Rationale: Genomes contain
enormous amounts of evolutionary information, which tell us not
only about evolutionary histories of species, but also about
genome organization and structure. For this reason, we need robust
graphical tools that create views of the data bring out the
important features of genomes. In this tutorial, we will compare a
yeast genomes in the genus Saccharomyces, using the baker's yeast,
S. cereviseae as the reference genome.
Goal:
To discover major
genome rearrangements
in a pairwise
comparison of two complete genomes.
1. Comparison of S. cereviseae and S.
arboricola genomes
The Last package
contains a number of tools for comparative genomics. To
create a dotplot comparing the two species, we first need to
do a sequence alignment. In Last, this is done in two setps:
first create a database from the reference sequence for use
in later steps, and secondly, to align S. arboricola with S.

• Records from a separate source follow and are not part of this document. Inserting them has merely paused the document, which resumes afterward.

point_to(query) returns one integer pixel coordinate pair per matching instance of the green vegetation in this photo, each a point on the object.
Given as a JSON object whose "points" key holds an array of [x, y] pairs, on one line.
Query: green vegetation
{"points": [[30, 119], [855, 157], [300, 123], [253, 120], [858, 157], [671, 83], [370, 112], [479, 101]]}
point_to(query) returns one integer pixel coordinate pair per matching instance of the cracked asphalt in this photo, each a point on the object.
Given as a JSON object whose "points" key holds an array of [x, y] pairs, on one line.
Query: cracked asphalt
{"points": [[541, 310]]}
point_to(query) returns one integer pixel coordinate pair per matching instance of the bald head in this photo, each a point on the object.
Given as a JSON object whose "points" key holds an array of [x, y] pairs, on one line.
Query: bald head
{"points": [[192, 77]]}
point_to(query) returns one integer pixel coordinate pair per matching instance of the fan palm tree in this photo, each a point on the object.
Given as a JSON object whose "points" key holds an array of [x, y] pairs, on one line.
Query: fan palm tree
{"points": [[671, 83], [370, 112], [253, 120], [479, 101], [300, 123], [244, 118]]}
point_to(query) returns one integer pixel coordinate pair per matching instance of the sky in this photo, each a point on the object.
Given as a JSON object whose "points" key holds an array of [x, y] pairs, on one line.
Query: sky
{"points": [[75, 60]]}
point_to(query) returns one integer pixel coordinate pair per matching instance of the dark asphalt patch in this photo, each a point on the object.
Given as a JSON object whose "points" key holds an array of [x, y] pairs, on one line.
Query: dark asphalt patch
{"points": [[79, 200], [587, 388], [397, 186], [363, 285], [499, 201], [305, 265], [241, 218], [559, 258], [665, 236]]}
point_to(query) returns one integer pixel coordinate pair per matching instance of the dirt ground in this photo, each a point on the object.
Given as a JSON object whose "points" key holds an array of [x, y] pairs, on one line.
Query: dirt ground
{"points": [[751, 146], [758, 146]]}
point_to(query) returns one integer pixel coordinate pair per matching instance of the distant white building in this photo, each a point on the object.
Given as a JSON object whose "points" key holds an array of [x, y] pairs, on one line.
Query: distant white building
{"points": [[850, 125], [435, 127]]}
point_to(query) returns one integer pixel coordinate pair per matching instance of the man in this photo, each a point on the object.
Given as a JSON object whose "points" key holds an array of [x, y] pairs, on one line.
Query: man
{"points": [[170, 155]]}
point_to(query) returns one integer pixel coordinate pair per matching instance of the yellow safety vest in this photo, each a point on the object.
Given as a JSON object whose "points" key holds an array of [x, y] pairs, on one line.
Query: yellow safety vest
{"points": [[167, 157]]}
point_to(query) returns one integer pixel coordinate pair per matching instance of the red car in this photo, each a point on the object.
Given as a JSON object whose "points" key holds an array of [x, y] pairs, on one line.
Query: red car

cereveseae, using that database.
When working with large files, it's best to get an idea of
how long various steps will take. The Unix time command can
preceed any other command, and will print out a report of
the time used in executing the command. To make the
database, type
time lastdb
-cR01 Scer GCA_000146045.2_R64_genomic.fna real 0m5.283s user 0m4.772s sys 0m0.052s
The database will be written to a number of files with the
base name Scer:
-rw-rw-r--. 1 psgendb psgendb
5842128 Nov 13 13:44 Scer.bck -rw-rw-r--. 1 psgendb
psgendb 176 Nov 13 13:44 Scer.des -rw-rw-r--. 1 psgendb
psgendb 509 Nov 13 13:44 Scer.prj -rw-rw-r--. 1 psgendb
psgendb 136 Nov 13 13:44 Scer.sds -rw-rw-r--. 1 psgendb
psgendb 136 Nov 13 13:44 Scer.ssp -rw-rw-r--. 1 psgendb psgendb 34842136 Nov 13 13:44
Scer.suf -rw-rw-r--. 1 psgendb psgendb 12071343 Nov 13 13:44
Scer.tis
The output of the time command tells us the time elapsed
during the execution of the program (real), the CPU time
used by the program (user) and the time required for system
overhead (sys).
To create the alignment, type
time lastal
Scer GCA_000292725.1_SacArb1.0_genomic.fna > ScerSarb.maf
real 0m30.982s
user 0m29.582s
sys 0m0.066s
This
run takes about 31 sec. on our system (500 Gb RAM, 40 CPUs).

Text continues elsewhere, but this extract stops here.